I always figure it’s the lady’s place to tell this story first, so it makes it confusing when there’s two ladies involved – me, the asker, and The General, the askee.
This whole proposal thing had been planned for months. I’m sure The General knew it was going to happen. We had a jeweler named Chuck, who’d sent us a ring-sizer and all that jazz. We’d talked about it and knew we’d eventually do something more permanent, but we hadn’t really talked about when.
I’d had this planned for several months.

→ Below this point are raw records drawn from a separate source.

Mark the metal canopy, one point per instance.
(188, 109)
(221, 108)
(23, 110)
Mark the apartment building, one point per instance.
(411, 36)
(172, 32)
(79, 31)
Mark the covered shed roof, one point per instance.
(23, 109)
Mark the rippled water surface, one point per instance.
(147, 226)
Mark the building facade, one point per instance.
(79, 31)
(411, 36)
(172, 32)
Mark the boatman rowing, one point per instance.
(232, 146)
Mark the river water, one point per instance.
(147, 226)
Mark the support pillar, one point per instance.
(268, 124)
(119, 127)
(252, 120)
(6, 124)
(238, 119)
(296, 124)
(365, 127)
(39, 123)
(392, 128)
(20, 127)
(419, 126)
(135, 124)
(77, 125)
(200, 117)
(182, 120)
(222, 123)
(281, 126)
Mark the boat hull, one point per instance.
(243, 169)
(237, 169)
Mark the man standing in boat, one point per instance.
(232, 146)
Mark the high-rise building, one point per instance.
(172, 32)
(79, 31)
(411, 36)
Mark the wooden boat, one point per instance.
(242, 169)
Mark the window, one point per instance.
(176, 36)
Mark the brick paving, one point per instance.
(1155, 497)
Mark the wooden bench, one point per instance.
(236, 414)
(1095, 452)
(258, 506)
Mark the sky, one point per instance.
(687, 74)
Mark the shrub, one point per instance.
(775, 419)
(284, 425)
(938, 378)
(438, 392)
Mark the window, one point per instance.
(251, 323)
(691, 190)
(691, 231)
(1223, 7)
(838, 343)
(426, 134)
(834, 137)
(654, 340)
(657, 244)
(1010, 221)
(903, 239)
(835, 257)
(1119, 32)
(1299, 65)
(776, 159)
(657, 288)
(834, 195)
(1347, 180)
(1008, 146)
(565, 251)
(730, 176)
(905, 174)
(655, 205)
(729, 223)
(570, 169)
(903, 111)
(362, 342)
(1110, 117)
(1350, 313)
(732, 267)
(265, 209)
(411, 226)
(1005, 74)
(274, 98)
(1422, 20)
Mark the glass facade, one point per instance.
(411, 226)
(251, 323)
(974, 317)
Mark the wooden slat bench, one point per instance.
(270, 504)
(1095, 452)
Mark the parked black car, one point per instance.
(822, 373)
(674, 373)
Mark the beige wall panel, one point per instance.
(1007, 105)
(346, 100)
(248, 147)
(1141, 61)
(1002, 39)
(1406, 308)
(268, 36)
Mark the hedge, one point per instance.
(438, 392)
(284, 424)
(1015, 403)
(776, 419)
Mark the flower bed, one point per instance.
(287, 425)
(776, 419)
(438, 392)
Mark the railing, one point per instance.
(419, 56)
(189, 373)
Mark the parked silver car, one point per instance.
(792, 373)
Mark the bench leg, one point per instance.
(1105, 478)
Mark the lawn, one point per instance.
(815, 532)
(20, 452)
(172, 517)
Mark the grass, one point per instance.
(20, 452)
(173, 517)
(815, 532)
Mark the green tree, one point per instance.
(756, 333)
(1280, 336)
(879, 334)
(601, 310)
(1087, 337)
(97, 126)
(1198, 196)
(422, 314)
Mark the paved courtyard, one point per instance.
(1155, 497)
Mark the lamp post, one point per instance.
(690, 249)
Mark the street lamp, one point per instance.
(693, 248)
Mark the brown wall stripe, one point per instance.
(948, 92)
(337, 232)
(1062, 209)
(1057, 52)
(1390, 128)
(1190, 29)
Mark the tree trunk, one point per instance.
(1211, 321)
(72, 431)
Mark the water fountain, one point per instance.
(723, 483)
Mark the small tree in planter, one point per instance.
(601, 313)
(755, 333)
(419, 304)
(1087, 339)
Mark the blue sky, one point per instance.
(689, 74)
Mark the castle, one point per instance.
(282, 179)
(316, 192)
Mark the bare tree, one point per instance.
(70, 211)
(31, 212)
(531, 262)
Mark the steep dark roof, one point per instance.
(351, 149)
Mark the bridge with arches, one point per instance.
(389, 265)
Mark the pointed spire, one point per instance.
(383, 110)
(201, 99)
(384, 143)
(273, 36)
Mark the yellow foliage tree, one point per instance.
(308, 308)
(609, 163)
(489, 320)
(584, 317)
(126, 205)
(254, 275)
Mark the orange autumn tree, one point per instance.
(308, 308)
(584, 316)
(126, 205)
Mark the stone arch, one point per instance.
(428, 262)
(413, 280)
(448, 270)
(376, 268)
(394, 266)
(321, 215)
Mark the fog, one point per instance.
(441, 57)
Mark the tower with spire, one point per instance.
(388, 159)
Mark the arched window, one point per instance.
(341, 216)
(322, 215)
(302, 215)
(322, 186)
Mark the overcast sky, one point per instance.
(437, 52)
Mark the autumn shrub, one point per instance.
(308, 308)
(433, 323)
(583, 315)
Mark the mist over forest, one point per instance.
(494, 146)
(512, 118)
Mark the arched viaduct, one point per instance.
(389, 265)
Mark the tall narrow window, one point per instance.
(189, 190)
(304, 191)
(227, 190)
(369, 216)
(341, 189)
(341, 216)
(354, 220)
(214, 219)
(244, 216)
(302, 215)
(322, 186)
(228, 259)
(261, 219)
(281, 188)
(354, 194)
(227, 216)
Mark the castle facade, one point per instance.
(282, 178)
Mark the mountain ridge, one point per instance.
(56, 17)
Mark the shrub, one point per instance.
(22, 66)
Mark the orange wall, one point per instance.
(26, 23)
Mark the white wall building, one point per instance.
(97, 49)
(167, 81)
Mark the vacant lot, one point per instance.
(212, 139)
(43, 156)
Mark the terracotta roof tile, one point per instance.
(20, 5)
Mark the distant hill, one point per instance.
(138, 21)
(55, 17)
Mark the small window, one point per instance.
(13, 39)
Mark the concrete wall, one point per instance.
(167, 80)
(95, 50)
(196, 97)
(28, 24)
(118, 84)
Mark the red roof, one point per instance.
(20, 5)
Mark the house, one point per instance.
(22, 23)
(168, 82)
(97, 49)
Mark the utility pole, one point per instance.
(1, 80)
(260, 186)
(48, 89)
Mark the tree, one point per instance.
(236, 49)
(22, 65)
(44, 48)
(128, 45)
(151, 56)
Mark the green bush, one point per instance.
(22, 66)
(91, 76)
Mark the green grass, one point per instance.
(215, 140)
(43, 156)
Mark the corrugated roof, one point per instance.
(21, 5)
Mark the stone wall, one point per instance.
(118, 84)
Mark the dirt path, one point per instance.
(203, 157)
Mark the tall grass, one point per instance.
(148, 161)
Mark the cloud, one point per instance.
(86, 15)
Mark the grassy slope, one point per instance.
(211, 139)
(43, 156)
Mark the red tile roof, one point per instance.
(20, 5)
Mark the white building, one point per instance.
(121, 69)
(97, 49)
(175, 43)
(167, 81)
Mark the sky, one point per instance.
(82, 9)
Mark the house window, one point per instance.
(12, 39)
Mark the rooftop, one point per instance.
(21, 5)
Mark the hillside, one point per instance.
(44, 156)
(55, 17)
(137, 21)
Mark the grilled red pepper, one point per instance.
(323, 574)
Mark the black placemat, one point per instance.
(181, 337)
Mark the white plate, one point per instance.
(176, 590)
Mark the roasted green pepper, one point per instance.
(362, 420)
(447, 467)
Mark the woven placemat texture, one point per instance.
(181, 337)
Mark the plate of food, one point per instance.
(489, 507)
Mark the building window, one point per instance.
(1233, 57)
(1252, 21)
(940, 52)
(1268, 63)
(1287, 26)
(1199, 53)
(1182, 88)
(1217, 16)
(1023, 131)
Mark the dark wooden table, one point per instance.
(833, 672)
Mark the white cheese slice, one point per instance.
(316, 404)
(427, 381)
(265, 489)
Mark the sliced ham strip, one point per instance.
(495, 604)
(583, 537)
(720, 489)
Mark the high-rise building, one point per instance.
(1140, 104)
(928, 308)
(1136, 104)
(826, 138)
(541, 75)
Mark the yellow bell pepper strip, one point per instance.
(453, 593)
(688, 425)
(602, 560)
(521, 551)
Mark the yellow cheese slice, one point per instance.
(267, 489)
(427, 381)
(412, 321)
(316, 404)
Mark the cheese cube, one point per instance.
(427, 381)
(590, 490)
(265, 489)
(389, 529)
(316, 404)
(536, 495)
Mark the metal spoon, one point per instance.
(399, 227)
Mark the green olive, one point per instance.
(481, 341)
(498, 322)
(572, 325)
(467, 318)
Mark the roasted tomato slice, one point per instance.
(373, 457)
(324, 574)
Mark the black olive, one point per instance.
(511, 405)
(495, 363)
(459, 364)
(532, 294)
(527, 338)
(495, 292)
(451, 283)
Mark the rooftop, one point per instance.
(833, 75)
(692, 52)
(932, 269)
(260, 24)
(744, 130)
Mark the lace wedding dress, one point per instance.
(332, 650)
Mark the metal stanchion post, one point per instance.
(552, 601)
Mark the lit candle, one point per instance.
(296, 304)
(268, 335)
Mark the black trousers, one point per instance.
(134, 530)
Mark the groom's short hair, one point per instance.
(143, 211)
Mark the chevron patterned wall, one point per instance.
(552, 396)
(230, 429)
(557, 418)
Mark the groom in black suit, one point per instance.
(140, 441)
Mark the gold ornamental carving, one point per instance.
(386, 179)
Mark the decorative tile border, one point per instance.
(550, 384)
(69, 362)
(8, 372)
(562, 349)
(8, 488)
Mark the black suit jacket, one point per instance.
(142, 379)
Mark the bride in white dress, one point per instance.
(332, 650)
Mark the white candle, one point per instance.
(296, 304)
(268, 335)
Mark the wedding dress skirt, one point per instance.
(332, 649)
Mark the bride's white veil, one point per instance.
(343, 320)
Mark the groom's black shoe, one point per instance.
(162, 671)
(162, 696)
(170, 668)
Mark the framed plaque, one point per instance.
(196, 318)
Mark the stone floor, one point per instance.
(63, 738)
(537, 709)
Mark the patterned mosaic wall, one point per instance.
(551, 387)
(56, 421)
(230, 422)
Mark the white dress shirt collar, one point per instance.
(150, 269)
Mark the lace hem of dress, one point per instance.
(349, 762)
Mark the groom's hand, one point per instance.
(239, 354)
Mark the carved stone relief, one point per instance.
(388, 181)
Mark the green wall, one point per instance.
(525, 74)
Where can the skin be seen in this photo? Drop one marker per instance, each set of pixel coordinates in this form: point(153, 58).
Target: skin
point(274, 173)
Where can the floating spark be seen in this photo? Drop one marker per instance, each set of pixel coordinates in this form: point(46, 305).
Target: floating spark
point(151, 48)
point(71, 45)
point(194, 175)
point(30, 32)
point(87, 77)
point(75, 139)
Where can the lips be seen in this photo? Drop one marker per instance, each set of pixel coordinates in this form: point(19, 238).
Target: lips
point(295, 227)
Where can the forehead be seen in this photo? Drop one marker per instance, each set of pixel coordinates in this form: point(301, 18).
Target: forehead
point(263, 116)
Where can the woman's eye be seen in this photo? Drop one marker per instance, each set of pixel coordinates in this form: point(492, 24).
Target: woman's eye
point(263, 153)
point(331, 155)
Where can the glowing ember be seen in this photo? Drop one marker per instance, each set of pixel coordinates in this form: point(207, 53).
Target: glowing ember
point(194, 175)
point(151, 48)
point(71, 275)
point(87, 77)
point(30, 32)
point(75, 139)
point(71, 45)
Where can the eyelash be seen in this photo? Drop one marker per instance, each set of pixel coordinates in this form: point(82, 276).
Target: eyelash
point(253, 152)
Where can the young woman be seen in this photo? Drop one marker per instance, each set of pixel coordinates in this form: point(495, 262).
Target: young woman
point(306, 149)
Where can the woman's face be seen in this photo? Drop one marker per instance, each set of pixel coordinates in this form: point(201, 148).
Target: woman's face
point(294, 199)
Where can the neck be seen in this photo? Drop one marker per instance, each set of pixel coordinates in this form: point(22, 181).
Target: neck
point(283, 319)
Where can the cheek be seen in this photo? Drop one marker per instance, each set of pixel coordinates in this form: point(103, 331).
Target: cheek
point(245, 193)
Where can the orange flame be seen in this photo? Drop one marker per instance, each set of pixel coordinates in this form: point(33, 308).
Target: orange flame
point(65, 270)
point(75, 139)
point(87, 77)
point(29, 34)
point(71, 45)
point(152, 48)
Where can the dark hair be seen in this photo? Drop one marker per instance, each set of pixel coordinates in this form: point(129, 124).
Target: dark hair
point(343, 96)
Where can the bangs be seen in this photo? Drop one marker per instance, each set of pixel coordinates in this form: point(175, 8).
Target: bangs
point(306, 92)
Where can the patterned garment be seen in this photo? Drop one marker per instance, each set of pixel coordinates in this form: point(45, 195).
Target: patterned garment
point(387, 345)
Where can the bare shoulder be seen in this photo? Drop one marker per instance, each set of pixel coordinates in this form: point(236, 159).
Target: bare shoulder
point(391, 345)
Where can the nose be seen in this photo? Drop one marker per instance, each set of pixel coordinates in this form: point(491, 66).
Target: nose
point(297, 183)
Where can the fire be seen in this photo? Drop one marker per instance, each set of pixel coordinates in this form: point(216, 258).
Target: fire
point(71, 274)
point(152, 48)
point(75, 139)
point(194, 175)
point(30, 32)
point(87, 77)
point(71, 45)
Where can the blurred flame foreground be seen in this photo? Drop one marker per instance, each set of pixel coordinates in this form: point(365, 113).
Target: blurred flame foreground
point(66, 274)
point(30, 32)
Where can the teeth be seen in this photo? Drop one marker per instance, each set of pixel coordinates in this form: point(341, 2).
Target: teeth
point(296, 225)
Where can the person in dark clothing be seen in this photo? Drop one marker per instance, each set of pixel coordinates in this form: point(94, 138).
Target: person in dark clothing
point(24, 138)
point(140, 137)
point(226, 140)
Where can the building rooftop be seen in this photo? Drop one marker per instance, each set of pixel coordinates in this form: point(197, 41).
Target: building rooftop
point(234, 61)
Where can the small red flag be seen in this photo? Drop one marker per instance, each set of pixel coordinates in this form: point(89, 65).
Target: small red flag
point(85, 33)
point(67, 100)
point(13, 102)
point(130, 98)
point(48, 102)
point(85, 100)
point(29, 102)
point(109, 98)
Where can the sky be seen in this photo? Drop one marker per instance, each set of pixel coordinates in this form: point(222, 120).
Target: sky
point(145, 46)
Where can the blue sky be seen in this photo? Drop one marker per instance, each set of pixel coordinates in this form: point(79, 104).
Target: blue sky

And I’m not a planner.
The plan: go to the “Welcome to Fabulous Las Vegas” sign and propose in some fashion.
On Sunday, our last day in Vegas, the six of us drove Larry our Dodge Caravan down the strip to the sign. The parking lot was packed, but we eventually found a spot. Everyone was in on this little plan except for, of course, She Who Would Be Proposed To.
Step 1: Have our friends take our picture in front of the Welcome to Fabulous Las Vegas Sign:
Step 2: Say “I was making a dumb face” and get another picture taken, but instead do this:
Step 3: Hear the word yes.
Step 4: Celebrate with friends.
Thank you, thank you, thank you to my homies that were there to make sure it went off without a hitch, photographing it, and doing whatever it took to make sure it happened. I love you guys a lot and I’m so glad you were all there.